Het college hanteert de vaste gedragslijn dat (verzwegen) inkomsten achteraf niet in aanmerking komen voor vrijlating, daar het achteraf vrijlaten niet meer bijdraagt aan de arbeidsinschakeling. De inkomsten uit arbeid dienen onverwijld te worden gemeld aan het college. Het college verstaat onder onverwijld binnen vijf werkdagen vanaf het moment waarop het relevante feit of de omstandigheid zich heeft voorgedaan.

4.4.

Zoals de Raad eerder heeft overwogen (uitspraak van 18 december 2018, ECLI:NL:CRVB:2018:4312) is artikel 31, tweede lid, aanhef en onder n, van de PW bedoeld als stimulans voor personen in de bijstand om naar betaalde arbeid uit te stromen. De vraag of de vrijlating van de inkomsten uit arbeid bijdraagt aan zijn arbeidsinschakeling vergt een individuele beoordeling die vooraf of bij aanvang van de werkzaamheden plaatsvindt.

4.5.

Het betoog van appellant dat hij niet verplicht is te melden dat hij werkzaamheden verricht zonder dat de zekerheid bestaat dat hij daaruit inkomsten zal genereren, slaagt niet. Dit betoog gaat voorbij aan de individuele beoordeling die het college moet verrichten en aan de beoordelingsvrijheid die het college in dat kader toekomt. Op grond van de stukken is aannemelijk dat appellant al in april 2016 bijles heeft gegeven. Appellant had dan ook in april 2016, onverwijld, melding moeten maken van zijn bijlessen. Gezien het complementaire karakter van de bijstand en de eigen verantwoordelijkheid voor de voorziening in het bestaan, is het niet onredelijk dat het college in beginsel vooraf wenst te beoordelen of de inkomsten uit arbeid bijdragen aan de arbeidsinschakeling. Indien eerst veel later wordt geconstateerd dat een belanghebbende heeft verzwegen aan het werk te zijn gegaan wordt die mogelijkheid het college onthouden. De in 4.4 vermelde vaste gedragslijn van het college gaat een redelijke wetsuitleg niet te buiten. Het college heeft het bestreden besluit met inachtneming van de vaste gedragslijn genomen. De rechtbank heeft dan ook terecht geoordeeld dat het college op goede gronden de inkomstenvrijlating niet heeft toegepast.

4.6.

Uit 4.1 tot en met 4.5 volgt dat het hoger beroep niet slaagt, zodat de aangevallen uitspraak moet worden bevestigd.

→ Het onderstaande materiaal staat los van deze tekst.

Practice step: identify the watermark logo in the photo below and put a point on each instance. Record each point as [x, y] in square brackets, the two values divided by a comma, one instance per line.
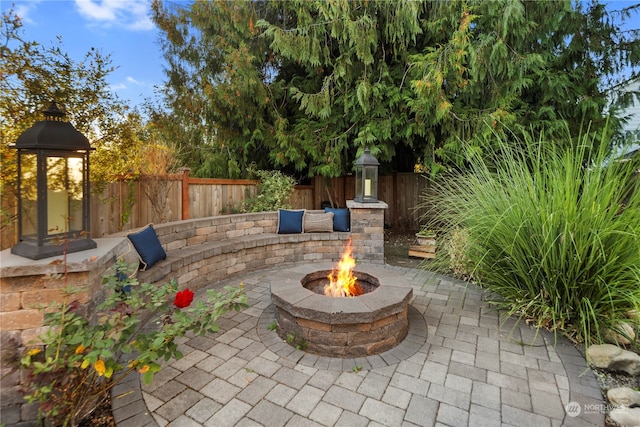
[573, 409]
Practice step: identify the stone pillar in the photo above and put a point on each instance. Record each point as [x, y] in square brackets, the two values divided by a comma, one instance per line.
[367, 231]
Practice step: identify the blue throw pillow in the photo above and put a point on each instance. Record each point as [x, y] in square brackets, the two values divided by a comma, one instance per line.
[148, 246]
[290, 222]
[341, 219]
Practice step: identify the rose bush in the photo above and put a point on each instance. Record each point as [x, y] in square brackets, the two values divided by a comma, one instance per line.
[80, 359]
[183, 299]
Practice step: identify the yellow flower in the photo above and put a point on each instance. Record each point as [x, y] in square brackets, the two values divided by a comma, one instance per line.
[100, 367]
[33, 351]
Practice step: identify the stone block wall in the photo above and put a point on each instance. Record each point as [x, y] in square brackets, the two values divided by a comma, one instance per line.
[209, 249]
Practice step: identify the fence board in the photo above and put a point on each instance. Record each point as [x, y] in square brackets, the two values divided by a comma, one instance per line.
[211, 197]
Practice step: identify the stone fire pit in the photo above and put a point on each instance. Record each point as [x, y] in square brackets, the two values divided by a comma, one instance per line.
[343, 327]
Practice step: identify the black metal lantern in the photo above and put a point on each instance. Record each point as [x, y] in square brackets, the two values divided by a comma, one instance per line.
[366, 168]
[53, 189]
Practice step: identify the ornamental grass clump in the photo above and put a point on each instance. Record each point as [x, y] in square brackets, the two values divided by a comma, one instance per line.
[555, 232]
[79, 360]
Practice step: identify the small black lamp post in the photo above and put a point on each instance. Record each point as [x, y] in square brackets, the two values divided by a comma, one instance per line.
[53, 189]
[366, 168]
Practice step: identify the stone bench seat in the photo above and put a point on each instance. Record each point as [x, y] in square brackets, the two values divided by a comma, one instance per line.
[202, 251]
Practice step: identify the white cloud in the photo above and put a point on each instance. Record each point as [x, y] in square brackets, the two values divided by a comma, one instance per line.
[23, 11]
[128, 14]
[134, 81]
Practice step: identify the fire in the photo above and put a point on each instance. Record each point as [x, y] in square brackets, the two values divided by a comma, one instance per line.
[342, 281]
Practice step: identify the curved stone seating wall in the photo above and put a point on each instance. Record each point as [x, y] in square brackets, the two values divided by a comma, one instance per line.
[199, 252]
[202, 251]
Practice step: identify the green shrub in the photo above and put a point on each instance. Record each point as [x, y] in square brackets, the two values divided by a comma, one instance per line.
[273, 192]
[555, 232]
[79, 360]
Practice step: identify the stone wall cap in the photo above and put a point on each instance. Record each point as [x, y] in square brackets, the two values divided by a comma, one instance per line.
[377, 205]
[12, 265]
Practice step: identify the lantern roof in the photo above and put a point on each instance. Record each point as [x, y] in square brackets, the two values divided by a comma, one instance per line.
[53, 133]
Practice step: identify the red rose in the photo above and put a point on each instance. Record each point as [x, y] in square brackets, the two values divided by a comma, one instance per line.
[183, 299]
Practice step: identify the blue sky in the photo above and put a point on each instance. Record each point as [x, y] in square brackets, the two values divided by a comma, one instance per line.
[121, 28]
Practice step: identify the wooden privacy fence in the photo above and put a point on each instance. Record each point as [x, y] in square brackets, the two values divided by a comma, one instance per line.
[126, 205]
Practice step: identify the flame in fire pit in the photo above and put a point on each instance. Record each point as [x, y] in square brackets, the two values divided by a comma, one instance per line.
[342, 281]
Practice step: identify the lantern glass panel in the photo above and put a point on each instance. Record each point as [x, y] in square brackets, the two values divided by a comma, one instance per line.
[29, 196]
[64, 194]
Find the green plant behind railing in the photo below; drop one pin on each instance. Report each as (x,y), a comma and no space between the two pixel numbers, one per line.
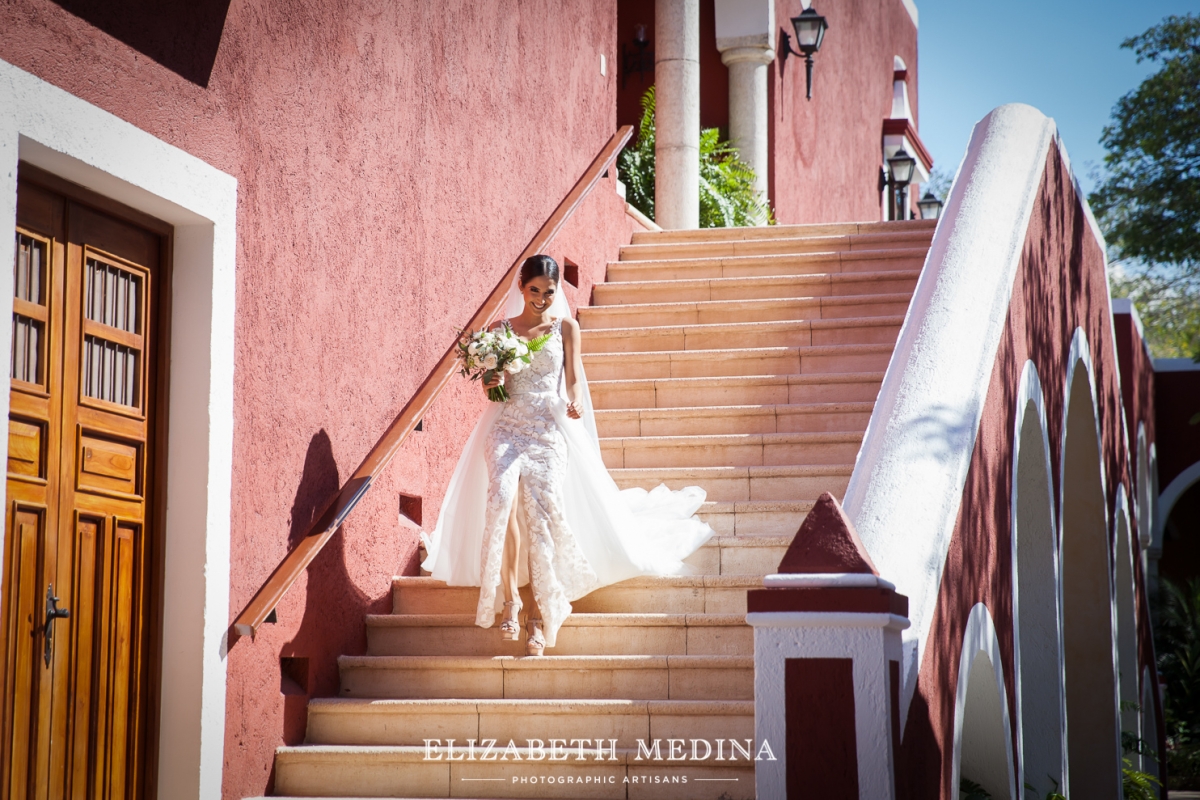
(727,193)
(1177,642)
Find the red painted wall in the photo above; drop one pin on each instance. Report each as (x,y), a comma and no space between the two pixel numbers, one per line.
(393,158)
(1177,396)
(1060,286)
(827,152)
(1137,383)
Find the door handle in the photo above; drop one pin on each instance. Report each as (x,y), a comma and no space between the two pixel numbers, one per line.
(52,613)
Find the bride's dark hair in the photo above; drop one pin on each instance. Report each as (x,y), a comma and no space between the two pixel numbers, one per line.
(537,266)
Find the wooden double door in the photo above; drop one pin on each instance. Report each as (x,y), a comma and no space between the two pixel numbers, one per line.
(79,561)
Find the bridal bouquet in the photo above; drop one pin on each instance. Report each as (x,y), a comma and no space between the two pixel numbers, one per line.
(486,353)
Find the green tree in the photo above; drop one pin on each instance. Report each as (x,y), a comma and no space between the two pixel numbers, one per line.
(1149,199)
(727,197)
(1177,642)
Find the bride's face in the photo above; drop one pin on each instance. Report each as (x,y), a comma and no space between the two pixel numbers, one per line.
(539,293)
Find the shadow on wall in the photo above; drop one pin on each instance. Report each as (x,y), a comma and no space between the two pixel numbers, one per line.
(334,606)
(181,35)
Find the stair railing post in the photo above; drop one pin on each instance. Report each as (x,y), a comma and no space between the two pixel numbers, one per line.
(827,667)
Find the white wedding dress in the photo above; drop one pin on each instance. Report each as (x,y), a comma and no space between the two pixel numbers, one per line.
(582,531)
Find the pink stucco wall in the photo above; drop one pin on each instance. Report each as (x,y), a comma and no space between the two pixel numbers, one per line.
(393,157)
(827,151)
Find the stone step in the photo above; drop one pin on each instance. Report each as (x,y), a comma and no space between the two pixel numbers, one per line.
(755,518)
(376,771)
(723,312)
(781,232)
(676,266)
(748,361)
(582,633)
(775,246)
(342,721)
(731,450)
(733,483)
(820,284)
(678,594)
(808,391)
(809,332)
(629,677)
(714,420)
(754,554)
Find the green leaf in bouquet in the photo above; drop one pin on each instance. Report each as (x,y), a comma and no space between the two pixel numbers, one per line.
(540,342)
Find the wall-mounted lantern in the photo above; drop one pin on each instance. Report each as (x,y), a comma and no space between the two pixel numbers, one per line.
(900,168)
(810,28)
(640,59)
(930,206)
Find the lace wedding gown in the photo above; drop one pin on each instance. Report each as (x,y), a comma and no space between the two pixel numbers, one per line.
(582,531)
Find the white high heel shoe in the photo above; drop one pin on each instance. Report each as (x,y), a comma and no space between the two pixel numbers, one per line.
(537,643)
(510,629)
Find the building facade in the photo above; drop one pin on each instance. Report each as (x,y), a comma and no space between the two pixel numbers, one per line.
(246,232)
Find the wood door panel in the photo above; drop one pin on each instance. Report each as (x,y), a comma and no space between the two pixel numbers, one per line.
(81,450)
(25,439)
(124,241)
(23,582)
(108,465)
(88,555)
(40,209)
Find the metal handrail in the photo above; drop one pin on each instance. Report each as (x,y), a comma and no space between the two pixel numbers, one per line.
(335,511)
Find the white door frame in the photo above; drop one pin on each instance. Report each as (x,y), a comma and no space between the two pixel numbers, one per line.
(82,143)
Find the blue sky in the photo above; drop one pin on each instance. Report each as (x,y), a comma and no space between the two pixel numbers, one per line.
(1062,56)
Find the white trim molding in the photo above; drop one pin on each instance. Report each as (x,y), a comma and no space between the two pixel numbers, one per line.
(64,134)
(1030,391)
(1081,353)
(1170,495)
(905,492)
(979,638)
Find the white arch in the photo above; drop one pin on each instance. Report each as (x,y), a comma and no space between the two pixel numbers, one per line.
(1150,723)
(989,705)
(1039,727)
(1079,352)
(1144,492)
(1077,683)
(1170,495)
(1125,615)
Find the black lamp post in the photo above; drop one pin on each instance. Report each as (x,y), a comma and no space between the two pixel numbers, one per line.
(810,28)
(930,206)
(640,59)
(900,168)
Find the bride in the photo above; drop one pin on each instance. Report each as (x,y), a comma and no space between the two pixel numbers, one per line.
(531,498)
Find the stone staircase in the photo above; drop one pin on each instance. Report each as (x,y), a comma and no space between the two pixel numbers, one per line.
(742,360)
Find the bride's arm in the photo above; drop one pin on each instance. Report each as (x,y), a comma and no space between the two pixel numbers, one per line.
(574,366)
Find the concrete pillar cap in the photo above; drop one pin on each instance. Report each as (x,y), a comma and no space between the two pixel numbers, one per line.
(827,542)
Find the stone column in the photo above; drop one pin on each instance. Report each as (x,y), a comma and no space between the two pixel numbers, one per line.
(677,114)
(748,62)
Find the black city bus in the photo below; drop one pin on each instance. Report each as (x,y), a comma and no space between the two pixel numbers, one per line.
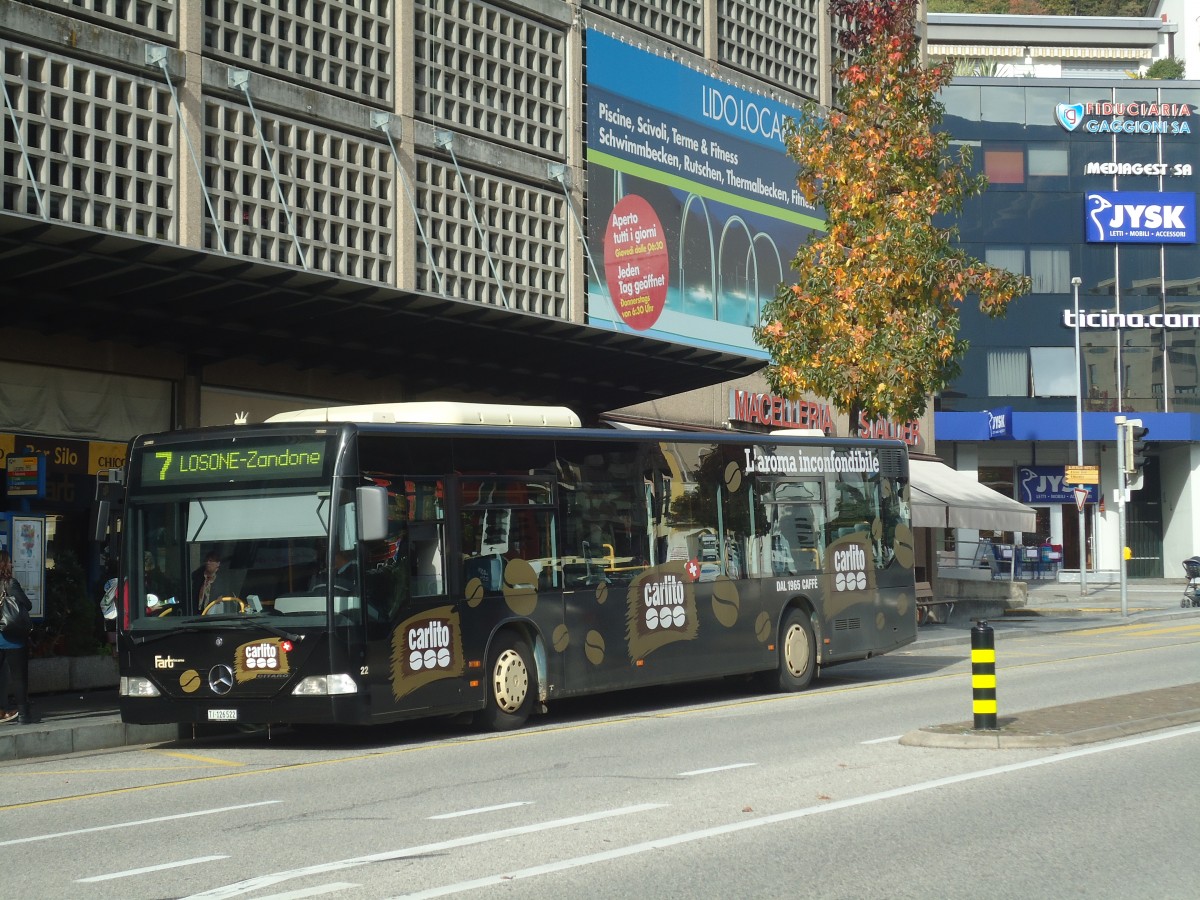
(367,570)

5. Voor een veroordeling in de proceskosten bestaat geen aanleiding.

BESLISSING

De Centrale Raad van Beroep bevestigt de aangevallen uitspraak.

Deze uitspraak is gedaan door M. Hillen, in tegenwoordigheid van S. Azaouagh als griffier. De beslissing is uitgesproken in het openbaar op 11 augustus 2020.